5. **Scorecard** — `scripts/77_soul_flywheel.py` (per-facet elite-rate) **+** `scripts/58_bench.py --n 164`
   (did HumanEval hold? — the regression guard). Green = ship.
6. **Ship** — `hf upload philipjohnbasile/GLM-5.2-Demolition-q3a4-MLX heal/adapters-<facet> adapters-<facet>`.

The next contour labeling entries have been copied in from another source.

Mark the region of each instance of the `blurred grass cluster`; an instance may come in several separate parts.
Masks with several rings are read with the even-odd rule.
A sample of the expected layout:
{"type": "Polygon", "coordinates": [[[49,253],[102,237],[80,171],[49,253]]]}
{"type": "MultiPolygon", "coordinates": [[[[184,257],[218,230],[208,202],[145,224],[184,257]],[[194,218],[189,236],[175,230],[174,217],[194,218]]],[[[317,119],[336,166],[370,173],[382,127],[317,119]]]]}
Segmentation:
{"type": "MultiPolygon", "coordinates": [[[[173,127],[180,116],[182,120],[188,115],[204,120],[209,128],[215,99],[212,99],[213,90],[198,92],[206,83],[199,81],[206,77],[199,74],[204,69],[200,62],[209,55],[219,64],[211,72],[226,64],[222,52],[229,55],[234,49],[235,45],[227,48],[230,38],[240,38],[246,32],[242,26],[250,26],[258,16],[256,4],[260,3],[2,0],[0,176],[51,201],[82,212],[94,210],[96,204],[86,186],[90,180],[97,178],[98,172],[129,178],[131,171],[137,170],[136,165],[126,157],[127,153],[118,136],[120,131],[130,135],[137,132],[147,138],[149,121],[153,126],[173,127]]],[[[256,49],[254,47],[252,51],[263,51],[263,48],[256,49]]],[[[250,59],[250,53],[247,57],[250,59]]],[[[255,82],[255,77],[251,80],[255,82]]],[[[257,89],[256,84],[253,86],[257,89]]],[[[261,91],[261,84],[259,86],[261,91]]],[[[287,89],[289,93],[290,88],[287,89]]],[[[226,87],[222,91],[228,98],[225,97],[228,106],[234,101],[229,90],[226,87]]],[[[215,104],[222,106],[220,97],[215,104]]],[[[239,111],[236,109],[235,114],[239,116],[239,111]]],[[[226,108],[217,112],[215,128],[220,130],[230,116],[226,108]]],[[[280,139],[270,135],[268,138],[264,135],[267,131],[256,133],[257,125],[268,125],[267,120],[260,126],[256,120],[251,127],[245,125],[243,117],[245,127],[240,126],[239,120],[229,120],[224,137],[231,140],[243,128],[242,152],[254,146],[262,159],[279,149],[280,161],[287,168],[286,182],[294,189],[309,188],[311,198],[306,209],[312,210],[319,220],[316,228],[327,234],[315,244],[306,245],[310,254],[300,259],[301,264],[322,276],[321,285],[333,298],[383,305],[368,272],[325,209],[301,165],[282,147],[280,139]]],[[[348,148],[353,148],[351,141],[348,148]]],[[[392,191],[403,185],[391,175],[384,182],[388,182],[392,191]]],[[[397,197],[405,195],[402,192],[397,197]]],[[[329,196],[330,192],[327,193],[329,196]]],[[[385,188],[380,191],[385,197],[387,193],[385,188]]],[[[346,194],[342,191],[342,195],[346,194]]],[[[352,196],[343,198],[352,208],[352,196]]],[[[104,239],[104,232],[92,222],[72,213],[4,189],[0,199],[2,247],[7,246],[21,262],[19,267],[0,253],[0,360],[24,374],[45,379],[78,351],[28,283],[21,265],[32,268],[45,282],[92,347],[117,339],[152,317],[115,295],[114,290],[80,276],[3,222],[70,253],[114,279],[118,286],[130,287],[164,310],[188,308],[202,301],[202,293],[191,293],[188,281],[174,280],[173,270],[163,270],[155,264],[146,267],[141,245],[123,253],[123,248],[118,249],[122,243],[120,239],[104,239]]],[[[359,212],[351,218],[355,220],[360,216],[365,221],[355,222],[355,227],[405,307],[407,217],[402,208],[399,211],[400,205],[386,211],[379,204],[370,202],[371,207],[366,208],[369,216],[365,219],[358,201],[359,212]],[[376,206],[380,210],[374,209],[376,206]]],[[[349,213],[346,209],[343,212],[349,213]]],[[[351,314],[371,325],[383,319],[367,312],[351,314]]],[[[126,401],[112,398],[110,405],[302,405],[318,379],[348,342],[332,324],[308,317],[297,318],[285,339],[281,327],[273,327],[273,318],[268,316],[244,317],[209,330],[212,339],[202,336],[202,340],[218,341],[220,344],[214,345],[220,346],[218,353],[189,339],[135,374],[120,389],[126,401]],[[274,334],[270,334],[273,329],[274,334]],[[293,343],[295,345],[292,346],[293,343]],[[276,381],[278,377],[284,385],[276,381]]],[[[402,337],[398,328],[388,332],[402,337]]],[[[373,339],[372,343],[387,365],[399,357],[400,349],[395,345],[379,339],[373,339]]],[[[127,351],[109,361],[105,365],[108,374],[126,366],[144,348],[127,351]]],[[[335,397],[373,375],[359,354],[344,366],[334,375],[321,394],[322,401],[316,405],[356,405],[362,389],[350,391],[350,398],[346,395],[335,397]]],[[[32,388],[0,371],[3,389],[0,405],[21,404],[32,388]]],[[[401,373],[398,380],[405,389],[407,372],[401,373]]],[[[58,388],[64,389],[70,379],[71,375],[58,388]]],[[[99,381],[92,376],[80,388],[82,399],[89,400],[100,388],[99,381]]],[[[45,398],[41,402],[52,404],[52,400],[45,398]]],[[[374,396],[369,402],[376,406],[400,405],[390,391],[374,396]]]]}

## 4. The rules (trip these and it breaks)
- **`--max-seq-length ≤ 2048`** on every heal — above it, GLM-5.2's DSA sparse-attention top-k scatter is
  non-differentiable and the backward pass crashes at step 1 (`scatter_axis VJP`). Inference is fine at any length.
- **`GLM_STREAM_EVAL=0`** for both serve and train (=1 stalls the serve and crashes training).
- **Audit every verifier with known-good *and* known-bad** before trusting it — verifiers false-pass silently.
- **Never fake a number.** A held-out scorecard or it didn't happen.
- **Raise the GPU memory ceiling** (`iogpu.wired_limit_mb=122000`) or long runs OOM.

## 5. The adapter library
| Adapter | Contents | Status |
|---|---|---|
| `adapters-soul2` | core soul v2 — design · dataviz · prose · math · research · architecture · security · code (250 masters-gold) | **shipped ✓** |
| `adapters-soul-v3` | core soul v3 — soul2 **+ science · perfumery · deep-security · red-team/pentest · self-swap router** (358 gold) | **healing** |
| `adapters-fullstack` | AI-eng/DS-ML code — RAG · agents · MLOps · deep-learning · classical-ML · data-eng · web · devops/test (60) | queued |
| `adapters-gamedev` | game/app code — Unreal · Unity · Godot · Flutter · patterns · shaders · netcode (47) | queued |
| `adapters-legacy` | legacy code — COBOL · enterprise-Java · PHP · Perl/VB — classic **and** modern (Java 21 · PHP 8.4 · .NET 8) (51) | queued |
| `adapters-soul` | the v1 soul (43 gold) | shipped (superseded) |

The swappable code modules (`fullstack` / `gamedev` / `legacy`) heal **GPU-serial** via `scripts/heal_queue.sh` — an
autonomous driver that ships each adapter on completion, then launches the next. The base + `adapters-soul2` runs
**today**; `adapters-soul-v3` is the next always-on core; each code module ships as its heal finishes. Each adapter is
self-contained (Pattern A): the proven soul base + that module's specialty gold. *Known limitation:* the 3-bit base
degenerates on very long single generations (the masters-gold is elite; the model just can't re-spin long output) —
the real fix is saliency-dynamic quant (protect the salient/early experts at 4-bit+), tracked separately.